Noch gravierender sieht es bei der Einbeziehung von Lebenszykluskosten aus mehr als 75% haben diese noch nie berücksichtigt!

Als größte Hinderungsgründe für nachhaltige Beschaffung werden neben fehlenden finanziellen und personellen Ressourcen vor allem auch fehlende Sachinformationen benannt. Deshalb geben auch rund 30% der Teilnehmenden einen akuten Schulungsbedarf zu nachhaltiger Beschaffung an und wünschen sich neben der zur Verfügungstellung von mehr diesbezüglichem Informationsmaterial auch eine stärkere Vernetzung sowie einen aktiveren Austausch innerhalb Thüringens zum Thema. Folgerichtig möchten sich rund 60% an der noch in diesem Jahr geplanten Informationsplattform zum Erfahrungsaustausch zu nachhaltiger Beschaffung, die vom Projekt „Thüringer Beschaffungsallianz fair und nachhaltig“ erstellt wird, beteiligen.

Zusammenfassend kann festgestellt werden, dass nicht nur großer Nachholbedarf für eine nachhaltige Beschaffung in den Kommunen besteht, sondern auch, im Hinblick auf die aktuelle Gesetzesvorlage des ThürVgG, Handlungsbedarf in Verantwortung des Gesetzgebers.

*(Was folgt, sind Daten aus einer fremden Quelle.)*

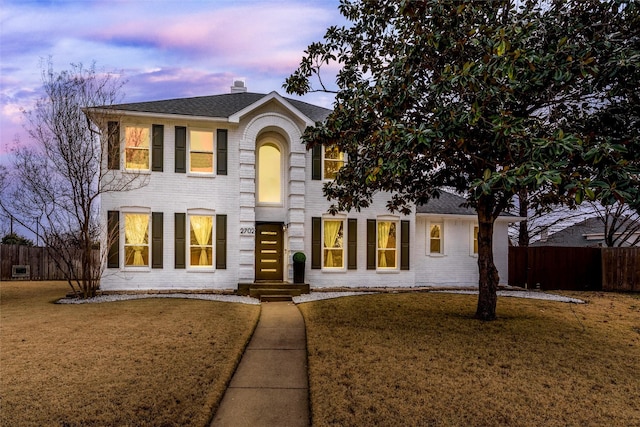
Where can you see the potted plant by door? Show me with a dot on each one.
(299, 259)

Es wäre aus unserer Sicht wünschenswert, wenn die Ergebnisse der Umfrage jetzt noch in das neu zu fassende Gesetz einfließen könnten, um die Kommunen durch geeignete Rahmenbedingungen (sowohl gesetzliche Vorgaben, als auch durch entsprechende Schulungsangebote) in die Lage zu versetzen, den Anteil nachhaltiger Beschaffung deutlich zu erhöhen.